“不是升官,是封爵!”许七安沉声道。

    “噗嗤……”婶婶被逗笑了,花枝乱颤,娇媚动人。

    “嗨,别瞎说。”许二叔摆摆手,没好气道:“二叔我当年在山海关陷阵杀敌,从南杀到北,从北杀到南,杀的浑身浴血,就这,距离封爵都还差一点。”

    从南杀到北,从北杀到南,二叔你胳膊不酸吗……许七安心里吐槽。

    许新年摇摇头,“封爵事关重大,大奉最后一次封爵,还是二十年前的山海关战役。如今四海承平,哪来的战功给你封爵。

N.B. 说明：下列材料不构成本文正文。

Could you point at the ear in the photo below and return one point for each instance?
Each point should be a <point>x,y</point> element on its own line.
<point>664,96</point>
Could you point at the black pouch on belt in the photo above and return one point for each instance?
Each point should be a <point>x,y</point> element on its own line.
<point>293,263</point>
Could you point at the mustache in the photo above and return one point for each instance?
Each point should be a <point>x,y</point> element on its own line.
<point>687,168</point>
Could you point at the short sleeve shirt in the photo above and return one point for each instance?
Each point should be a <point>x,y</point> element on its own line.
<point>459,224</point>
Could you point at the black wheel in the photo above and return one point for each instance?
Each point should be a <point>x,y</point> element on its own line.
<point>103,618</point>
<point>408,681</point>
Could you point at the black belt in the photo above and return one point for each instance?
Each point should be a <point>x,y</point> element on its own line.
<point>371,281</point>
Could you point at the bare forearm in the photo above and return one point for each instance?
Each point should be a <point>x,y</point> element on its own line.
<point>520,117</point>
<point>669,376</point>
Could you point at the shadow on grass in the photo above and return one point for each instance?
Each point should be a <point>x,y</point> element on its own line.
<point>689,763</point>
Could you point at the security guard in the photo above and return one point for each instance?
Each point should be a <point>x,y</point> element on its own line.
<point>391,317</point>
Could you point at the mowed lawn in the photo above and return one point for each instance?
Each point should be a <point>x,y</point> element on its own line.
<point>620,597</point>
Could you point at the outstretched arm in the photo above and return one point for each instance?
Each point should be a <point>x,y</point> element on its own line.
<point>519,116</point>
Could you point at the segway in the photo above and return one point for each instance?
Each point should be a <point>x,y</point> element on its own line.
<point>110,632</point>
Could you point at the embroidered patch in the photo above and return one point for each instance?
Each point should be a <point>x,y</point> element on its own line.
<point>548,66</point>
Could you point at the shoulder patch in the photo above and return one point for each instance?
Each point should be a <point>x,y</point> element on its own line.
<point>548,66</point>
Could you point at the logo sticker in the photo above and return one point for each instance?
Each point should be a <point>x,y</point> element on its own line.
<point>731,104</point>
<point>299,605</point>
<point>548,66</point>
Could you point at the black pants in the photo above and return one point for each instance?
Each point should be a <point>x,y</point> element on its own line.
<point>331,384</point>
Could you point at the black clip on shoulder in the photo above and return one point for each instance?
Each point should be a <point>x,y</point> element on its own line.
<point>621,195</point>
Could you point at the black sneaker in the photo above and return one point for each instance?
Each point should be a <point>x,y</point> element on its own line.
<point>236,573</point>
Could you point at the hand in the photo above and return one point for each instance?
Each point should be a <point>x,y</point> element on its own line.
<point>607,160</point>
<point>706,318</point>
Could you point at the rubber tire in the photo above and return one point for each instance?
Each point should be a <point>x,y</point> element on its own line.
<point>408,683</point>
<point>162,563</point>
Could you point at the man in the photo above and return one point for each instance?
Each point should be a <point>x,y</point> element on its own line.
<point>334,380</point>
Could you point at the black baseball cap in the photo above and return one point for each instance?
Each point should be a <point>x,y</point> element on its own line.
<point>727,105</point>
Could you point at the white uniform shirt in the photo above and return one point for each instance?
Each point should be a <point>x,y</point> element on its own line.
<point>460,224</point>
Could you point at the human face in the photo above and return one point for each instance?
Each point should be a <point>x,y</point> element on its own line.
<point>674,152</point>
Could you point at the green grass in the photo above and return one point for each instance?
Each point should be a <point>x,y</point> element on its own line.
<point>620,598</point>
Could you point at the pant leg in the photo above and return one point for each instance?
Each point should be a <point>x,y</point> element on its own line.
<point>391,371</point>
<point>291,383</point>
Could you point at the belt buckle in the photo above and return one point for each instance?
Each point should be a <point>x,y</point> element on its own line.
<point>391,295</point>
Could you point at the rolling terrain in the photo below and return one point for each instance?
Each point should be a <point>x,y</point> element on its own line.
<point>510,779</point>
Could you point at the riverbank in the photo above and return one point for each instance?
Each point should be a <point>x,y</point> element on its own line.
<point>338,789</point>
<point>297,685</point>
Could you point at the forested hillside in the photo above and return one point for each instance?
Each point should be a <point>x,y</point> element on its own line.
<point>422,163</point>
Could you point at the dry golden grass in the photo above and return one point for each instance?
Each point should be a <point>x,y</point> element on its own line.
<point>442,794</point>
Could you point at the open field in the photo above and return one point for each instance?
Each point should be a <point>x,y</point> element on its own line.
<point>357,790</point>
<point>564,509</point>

”

    “封爵不一定要战功。”许七安摸了摸小豆丁的脑瓜:“对不对啊,铃音。”

    小豆丁不理他,小嘴贴着碗沿,哧溜哧溜的喝着粥。

    “行了行了,你几斤几两婶婶还不知道么。”婶婶嗤笑一声:“你今儿不休沐的话就赶紧去衙门吧,卯时都快过了,也别耽误你二叔应卯。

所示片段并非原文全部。